Cruising on Last Dance


This blog archives the adventures of Glen and Jill Moore and provides a means of communication for friends and family. Exploration and adventure have been synonymous with boats and water for centuries. The joy of adventures shared while exploring new places and meeting new people has built a strong bond for Glen and Jill. Last Dance is the platform for the exploration.

"The world is a book, and those who do not travel read only a page." St. Augustine, 354 - 430

“Twenty years from now you will be more disappointed by the things that you didn't do than by the ones you did do. So throw off the bowlines. Sail away from the safe harbor. Catch the trade winds in your sails. Explore. Dream. Discover.” Mark Twain, 1835 - 1910

"There is nothing -- absolutely nothing -- half so much worth doing as simply messing around in boats." The Wind in the Willows, 1908, Kenneth Grahame, 1859 - 1932

"I've never believed speed and ease are conductive to living fully, becoming aware, or deepening memory, a tripod of urges to stabilize and lend meaning to life." River Horse: a log book of a boat across America, 1999, William Least Heat-Moon,1939 -

The Great Loop -- The current adventure is a circumnavigation of the Eastern United States, cruising north up the east coast through New York into Canada, across the Great Lakes to Chicago, navigating multiple river systems south to Mobile, along the Gulf coast to the Florida Keys and back to St. Augustine. This trip by boat is commonly referred to as the Great Loop. Progress and current location are indicated by the red line on the map to the right. It was titled the Traceless Path in recognition of a German sailor we met in St. Augustine who published booklets of his travels with hand-drawn, detailed maps describing his travels across the water as the Traceless Path.



Sunday, December 11, 2011

Shanty Boats

The river systems tend to have smoother waters which do not require the most seaworthy of craft.  Oh, they can get rough in storms, particularly when the winds blow up the river rather than across it, but compared to the Great Lakes, Gulf of Mexico, and the Atlantic, they are comparably calm waters.

Rivers have called to people for centuries to ride their waters.  Tom Sawyer rode the Mighty Mississippi on a raft.  The Tennessee and TennTom are much quieter bodies of water.  Today, people cruise the rivers in boats not much more seaworthy than Sawyer's raft.  These folks prove that it does not take a large investment to be able to enjoy the waterways.  Their term for these vessels is "shanty boats."




The unnamed boat above is stopped along the Tennessee-Tombigbee Waterway so the boater can walk his dog.  This boat, and the one on the left, are constructed on aluminum floats from an old pontoon boat.  All Ya Need, the name of the left boat, is descriptive of the boater's philosophy on cruising.  Instead of a port of call, he has painted "Shanty Boat" across the back.

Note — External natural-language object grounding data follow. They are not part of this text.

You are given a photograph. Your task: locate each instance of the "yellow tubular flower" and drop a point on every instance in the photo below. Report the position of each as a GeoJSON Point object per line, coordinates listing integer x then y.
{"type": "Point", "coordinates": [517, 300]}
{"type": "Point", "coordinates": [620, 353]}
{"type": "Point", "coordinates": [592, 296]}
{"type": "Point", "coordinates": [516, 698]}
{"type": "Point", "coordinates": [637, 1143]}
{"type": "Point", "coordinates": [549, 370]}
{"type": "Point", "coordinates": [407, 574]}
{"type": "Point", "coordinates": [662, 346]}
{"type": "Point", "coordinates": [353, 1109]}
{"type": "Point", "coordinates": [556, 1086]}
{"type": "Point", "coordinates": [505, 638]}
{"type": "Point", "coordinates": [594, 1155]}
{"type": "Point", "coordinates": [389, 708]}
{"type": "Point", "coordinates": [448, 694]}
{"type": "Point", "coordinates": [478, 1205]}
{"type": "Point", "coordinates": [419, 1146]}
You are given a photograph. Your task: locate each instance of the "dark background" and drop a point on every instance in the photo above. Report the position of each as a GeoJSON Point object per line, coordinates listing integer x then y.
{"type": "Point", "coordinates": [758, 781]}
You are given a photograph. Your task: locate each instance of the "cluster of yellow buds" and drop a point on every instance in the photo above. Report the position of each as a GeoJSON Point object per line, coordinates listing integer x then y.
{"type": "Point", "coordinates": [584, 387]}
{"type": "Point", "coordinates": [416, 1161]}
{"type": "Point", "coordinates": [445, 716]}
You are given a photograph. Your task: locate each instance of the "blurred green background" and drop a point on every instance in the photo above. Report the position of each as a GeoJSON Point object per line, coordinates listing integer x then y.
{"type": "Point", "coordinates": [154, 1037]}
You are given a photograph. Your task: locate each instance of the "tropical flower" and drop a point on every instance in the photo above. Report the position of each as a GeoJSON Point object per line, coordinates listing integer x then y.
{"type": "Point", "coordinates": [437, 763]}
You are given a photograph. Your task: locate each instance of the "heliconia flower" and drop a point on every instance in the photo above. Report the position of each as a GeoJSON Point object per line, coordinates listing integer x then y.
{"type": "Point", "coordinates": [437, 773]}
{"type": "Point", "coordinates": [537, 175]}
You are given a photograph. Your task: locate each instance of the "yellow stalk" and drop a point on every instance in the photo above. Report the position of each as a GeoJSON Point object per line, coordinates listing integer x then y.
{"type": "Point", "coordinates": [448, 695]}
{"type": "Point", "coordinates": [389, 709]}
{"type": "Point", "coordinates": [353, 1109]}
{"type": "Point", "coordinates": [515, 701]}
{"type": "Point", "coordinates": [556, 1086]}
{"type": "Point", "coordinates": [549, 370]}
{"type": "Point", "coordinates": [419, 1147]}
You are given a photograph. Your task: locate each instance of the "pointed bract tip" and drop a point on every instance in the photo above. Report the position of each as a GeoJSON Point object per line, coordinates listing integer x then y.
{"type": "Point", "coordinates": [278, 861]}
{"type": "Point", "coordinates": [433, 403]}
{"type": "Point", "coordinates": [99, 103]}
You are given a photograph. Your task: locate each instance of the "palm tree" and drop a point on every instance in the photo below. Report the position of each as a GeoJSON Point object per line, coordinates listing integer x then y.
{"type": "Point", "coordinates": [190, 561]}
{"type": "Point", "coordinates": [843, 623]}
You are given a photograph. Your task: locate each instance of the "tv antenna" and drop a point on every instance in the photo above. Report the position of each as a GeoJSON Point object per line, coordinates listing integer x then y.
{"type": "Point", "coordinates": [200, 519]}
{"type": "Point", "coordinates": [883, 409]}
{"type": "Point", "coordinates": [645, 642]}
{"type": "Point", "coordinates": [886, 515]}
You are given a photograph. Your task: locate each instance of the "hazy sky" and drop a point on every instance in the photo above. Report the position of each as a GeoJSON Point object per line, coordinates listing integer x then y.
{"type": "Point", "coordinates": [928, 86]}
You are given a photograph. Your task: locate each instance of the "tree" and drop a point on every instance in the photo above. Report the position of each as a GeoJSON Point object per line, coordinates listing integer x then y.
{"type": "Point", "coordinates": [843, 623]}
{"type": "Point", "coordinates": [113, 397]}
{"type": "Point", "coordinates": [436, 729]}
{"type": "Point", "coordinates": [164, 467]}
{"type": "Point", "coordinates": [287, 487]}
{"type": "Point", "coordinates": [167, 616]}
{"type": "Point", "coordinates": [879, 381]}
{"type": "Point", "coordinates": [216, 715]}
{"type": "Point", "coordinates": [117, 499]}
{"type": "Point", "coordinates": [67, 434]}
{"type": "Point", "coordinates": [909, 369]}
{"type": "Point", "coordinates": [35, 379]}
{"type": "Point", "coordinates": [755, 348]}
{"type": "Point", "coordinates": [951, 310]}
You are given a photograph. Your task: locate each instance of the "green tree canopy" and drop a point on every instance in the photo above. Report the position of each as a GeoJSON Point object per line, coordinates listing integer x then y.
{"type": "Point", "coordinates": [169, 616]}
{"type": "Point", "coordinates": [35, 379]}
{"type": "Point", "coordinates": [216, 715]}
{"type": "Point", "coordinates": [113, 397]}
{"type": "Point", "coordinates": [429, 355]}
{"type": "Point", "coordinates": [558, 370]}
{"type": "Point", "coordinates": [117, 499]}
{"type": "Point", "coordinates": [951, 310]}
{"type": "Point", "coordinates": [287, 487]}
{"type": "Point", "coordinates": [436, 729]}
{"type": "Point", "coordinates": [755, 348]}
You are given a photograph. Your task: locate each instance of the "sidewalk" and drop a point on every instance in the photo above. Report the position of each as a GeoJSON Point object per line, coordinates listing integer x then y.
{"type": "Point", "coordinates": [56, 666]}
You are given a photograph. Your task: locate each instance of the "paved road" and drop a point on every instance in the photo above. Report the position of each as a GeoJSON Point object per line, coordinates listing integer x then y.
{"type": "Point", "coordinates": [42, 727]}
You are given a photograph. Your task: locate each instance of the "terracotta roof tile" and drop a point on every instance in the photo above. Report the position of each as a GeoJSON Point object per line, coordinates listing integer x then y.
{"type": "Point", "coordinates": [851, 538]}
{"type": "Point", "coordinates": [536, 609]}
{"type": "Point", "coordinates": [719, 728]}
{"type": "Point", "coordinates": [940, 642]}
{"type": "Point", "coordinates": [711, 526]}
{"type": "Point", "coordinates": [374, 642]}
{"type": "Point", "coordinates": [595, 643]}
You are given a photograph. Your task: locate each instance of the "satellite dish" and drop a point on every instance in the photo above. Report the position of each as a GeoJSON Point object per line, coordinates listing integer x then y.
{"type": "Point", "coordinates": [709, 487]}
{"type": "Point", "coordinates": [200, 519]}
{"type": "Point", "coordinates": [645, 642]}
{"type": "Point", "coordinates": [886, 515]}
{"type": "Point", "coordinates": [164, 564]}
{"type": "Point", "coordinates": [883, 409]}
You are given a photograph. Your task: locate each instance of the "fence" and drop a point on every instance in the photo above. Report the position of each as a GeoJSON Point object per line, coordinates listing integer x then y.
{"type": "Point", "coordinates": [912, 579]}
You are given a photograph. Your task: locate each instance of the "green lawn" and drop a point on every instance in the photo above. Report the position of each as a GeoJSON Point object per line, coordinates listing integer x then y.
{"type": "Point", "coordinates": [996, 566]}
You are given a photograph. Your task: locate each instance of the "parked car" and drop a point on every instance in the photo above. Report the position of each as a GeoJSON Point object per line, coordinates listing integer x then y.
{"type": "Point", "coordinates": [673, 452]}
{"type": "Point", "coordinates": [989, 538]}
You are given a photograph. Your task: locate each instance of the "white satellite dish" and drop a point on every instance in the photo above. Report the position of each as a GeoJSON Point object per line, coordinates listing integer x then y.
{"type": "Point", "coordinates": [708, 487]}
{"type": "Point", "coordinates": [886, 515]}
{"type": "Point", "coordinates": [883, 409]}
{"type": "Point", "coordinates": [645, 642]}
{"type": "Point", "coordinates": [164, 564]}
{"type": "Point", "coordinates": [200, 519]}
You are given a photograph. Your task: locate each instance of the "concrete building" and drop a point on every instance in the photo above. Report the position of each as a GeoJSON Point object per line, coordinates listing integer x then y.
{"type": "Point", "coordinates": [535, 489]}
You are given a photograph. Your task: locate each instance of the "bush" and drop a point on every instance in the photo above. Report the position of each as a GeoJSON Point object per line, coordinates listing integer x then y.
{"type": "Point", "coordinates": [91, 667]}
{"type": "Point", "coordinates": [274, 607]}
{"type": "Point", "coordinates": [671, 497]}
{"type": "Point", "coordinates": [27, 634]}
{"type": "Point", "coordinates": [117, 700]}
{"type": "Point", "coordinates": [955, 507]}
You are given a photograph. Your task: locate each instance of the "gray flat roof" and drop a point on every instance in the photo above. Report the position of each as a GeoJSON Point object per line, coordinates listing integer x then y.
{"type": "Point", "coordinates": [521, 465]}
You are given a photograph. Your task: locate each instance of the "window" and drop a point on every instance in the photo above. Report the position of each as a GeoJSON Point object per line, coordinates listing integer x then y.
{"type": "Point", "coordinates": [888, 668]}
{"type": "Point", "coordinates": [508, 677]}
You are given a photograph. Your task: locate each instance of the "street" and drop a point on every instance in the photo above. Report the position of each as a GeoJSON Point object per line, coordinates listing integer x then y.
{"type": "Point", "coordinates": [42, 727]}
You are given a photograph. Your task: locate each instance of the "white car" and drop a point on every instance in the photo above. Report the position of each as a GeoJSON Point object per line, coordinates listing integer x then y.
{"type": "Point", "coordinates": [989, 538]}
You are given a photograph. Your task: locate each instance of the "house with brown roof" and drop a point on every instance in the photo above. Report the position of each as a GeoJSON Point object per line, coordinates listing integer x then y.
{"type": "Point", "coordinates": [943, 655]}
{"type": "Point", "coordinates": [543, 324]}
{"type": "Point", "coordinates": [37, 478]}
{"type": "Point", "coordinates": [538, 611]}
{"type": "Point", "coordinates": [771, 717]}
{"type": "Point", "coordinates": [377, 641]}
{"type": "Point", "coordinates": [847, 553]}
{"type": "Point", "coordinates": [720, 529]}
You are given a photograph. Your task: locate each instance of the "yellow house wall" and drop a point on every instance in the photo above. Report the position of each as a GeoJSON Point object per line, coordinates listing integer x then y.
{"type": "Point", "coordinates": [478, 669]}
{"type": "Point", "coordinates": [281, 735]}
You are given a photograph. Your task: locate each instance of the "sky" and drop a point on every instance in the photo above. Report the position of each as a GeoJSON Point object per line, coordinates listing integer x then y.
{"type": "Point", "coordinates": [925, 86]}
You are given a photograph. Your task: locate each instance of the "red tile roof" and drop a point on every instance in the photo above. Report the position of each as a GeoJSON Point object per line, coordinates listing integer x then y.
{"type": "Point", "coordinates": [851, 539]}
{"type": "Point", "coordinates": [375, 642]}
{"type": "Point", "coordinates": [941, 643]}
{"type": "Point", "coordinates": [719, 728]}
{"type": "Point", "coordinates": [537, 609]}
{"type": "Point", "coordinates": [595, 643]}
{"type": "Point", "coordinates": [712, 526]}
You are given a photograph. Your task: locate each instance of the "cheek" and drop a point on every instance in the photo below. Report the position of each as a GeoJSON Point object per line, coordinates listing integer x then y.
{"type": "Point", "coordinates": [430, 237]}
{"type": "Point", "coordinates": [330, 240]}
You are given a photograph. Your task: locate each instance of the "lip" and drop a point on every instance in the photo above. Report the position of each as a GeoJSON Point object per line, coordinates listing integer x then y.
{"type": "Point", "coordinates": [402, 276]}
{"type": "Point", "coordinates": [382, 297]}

Slanty Shanty, the most rustic of the shanties encountered, had an interesting story.  The boat was constructed with a plywood deck floating on blue, 55 gallon barrels and dock floats.  Powered by a 9.9 outboard, it has a top speed of 2 mph.  A young couple piloted this boat from Pittsburgh, down the Ohio and Tennessee Rivers with the goal of making it to Panama City, Florida.  They did accomplish most of the trip, ending the journey at the Naval Air Station in Pensacola.  After a rough crossing of Mobile Bay, where following seas swamped the outboard, they decided that the big bays between them and Panama City were more than the shanty boat could handle.  And, they had a buyer for the boat in Pensacola (you thought this was a tough boat market).  Appropriately, the young lady who led this adventure is named Faith.  (That's a pet chicken in her lap below.)




Reading List

Living on a shanty boat was once a way of life in which many lived.  In Shanty Boat: A River Way of Life, Harlan Hubbard describes a four-year journey undertaken by he and his wife down the Ohio and Mississippi Rivers, during 1944-1948.  Their self-built boat was made of timbers from a building that was being torn down.  It was an unpowered barge, controlled on the downriver flow with long paddles, called sweeps, on deck and with a rowed john boat tied to it to assist with steering in sometimes heavy currents.  When upriver travel was needed, as when they traveled up the Cumberland River to spend a summer in Kentucky, the shanty boat had to be towed. They lived off the river and land, trading fish caught on the rivers for dairy and meat, and spending the summer at one spot along the shore where they could cultivate a garden - a way of life that would be difficult to duplicate today.  Shoreside land owners easily gave the Hubbards permission to tie the boat to their land and allowed them to have a nearby piece of land to maintain a vegetable garden.  Today, many waterfront landowners get quite angry if a boat even anchors in view of their property and the river fish population is much less.  Shanty Boat is well written and detailed description of their years living on the rivers.